Oxygen bleach - the powder bleach - is one of the few chemical cleaners I still buy, but I use it sparingly. If I want to whiten up yellowing cotton or linen, or remove a stubborn stain, I soak it overnight in hot water to which two tablespoons of oxygen bleach has been added. Again, the following morning, the clothing is washed, as normal, in the washing machine.

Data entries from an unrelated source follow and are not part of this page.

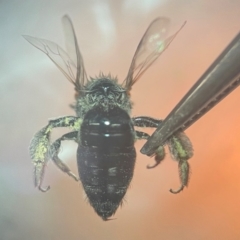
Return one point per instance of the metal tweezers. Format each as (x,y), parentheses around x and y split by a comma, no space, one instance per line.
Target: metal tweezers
(220,79)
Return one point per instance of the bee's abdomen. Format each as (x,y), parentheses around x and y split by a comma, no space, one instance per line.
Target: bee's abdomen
(106,158)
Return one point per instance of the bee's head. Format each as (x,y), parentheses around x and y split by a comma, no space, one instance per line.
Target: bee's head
(105,92)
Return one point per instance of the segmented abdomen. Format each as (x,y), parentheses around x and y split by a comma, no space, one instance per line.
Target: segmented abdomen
(106,158)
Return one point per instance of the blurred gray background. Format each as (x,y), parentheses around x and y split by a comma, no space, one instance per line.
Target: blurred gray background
(33,90)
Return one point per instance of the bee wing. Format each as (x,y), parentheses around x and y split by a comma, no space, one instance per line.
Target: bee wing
(73,50)
(153,43)
(71,67)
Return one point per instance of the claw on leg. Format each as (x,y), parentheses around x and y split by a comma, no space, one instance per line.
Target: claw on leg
(43,189)
(160,154)
(177,191)
(183,168)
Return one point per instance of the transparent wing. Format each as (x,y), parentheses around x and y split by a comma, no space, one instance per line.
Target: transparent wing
(72,67)
(73,50)
(153,43)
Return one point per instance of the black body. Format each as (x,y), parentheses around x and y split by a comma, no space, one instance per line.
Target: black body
(102,127)
(106,158)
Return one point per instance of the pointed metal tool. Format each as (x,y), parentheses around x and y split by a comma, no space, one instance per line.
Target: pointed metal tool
(220,79)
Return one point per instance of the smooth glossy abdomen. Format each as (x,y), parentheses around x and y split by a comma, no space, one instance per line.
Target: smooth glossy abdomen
(106,158)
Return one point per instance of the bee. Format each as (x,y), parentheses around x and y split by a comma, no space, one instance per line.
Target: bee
(103,127)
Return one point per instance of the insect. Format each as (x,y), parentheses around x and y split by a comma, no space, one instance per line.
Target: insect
(103,127)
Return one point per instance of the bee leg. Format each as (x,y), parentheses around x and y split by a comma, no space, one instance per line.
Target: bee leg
(55,147)
(159,156)
(141,135)
(144,121)
(181,150)
(160,152)
(40,150)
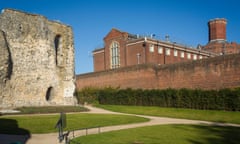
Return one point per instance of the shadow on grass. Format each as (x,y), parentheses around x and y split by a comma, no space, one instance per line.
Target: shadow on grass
(216,135)
(10,133)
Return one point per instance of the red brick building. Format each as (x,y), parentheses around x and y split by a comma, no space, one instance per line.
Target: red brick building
(124,49)
(217,38)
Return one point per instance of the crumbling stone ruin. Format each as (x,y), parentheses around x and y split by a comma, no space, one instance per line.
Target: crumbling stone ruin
(36,61)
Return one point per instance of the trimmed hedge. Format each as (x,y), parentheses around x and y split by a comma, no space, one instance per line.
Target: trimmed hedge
(224,99)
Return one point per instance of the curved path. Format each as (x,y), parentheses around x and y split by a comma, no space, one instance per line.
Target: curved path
(51,138)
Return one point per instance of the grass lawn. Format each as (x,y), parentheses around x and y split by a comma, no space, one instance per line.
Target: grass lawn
(167,134)
(206,115)
(46,123)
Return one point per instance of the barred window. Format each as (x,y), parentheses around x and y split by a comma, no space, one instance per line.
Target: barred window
(175,52)
(160,50)
(115,55)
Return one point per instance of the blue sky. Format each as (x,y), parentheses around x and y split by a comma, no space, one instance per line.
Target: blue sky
(185,21)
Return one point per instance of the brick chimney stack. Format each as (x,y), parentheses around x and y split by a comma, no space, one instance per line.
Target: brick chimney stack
(217,29)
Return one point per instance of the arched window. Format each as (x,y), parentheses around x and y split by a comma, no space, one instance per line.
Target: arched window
(115,55)
(49,93)
(57,43)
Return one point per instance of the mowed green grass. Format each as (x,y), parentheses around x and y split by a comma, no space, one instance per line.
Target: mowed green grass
(46,123)
(206,115)
(167,134)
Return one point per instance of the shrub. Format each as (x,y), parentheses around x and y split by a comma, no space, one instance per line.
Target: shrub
(224,99)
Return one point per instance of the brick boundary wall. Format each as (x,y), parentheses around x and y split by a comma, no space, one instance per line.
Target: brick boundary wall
(212,73)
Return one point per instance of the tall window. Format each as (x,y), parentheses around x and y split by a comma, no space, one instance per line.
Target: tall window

But clothing isn't the only thing that will benefit from this treatment. I remove grease on my stove top with plain water and a little soap on a rag. Before I am ready to clean the stove, I pour about half a cup of warm or cold water over the dirty areas and let it sit there soaking until I'm ready to clean. Then I get a clean terry cloth rag, dip it in water and soap it up. I wipe the stove top with that soapy rag, over spills and grease that have been softened by the soaking water, and everything is easily removed - without harsh chemicals. If there is something still stuck on, I rub it with a luffa, a luffa and soap is a powerful ally. Usually I rinse out the rag a few times and repeat the cleaning and when it's clean, I wipe over with a clean and dry rag. I never leave wet surfaces, I always dry them with clean rags. Leaving a wet surface to dry usually gives you streak marks, so it's best to dry it off. You'll find this will finish off your cleaning properly, giving a bit of a polish.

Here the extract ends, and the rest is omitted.